This work addresses the threat posed by intelligent eavesdropping drones that observe legitimate drone behavior and adaptively adjust their trajectories to maximize information interception, as well as the prohibitive overhead of acquiring global dynamic network states. To tackle these challenges, the authors propose a Digital Twin-driven Simultaneous Learning and Modeling framework (DT-SLAM), which uniquely integrates digital twin technology with reinforcement learning to formulate a multi-stage Stackelberg game. This model jointly optimizes ground user transmissions, UAV trajectories, communication/interference mode switching, and networking topology. A robust Proximal Policy Optimization (RPPO) algorithm is developed to actively explore high-uncertainty regions under model mismatch, significantly enhancing decision-making efficiency and security. Experimental results demonstrate that DT-SLAM improves RPPO convergence speed by approximately 12% and increases secure throughput by 8.6%.
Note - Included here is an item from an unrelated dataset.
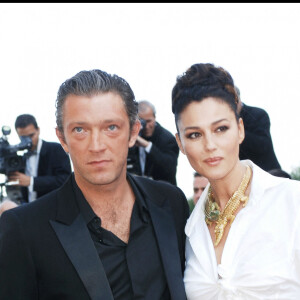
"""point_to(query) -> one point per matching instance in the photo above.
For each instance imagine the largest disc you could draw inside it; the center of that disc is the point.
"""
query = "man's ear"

This paper focuses on secure communications in UAV-assisted wireless networks, which comprise multiple legitimate UAVs (LE-UAVs) and an intelligent eavesdropping UAV (EA-UAV). The intelligent EA-UAV can observe the LE-UAVs'transmission strategies and adaptively adjust its trajectory to maximize information interception. To counter this threat, we propose a mode-switching scheme that enables LE-UAVs to dynamically switch between the data transmission and jamming modes, thereby balancing data collection efficiency and communication security. However, acquiring full global network state information for LE-UAVs' decision-making incurs significant overhead, as the network state is highly dynamic and time-varying. To address this challenge, we propose a digital twin-enabled simultaneous learning and modeling (DT-SLAM) framework that allows LE-UAVs to learn policies efficiently within the DT, thereby avoiding frequent interactions with the real environment. To capture the competitive relationship between the EA-UAV and the LE-UAVs, we model their interactions as a multi-stage Stackelberg game and jointly optimize the GUs' transmission control, UAVs' trajectory planning, mode selection, and network formation to maximize overall secure throughput. Considering potential model mismatch between the DT and the real environment, we propose a robust proximal policy optimization (RPPO) algorithm that encourages LE-UAVs to explore service regions with higher uncertainty. Numerical results demonstrate that the proposed DT-SLAM framework effectively supports the learning process. Meanwhile, the RPPO algorithm converges about 12% faster and the secure throughput can be increased by 8.6% compared to benchmark methods.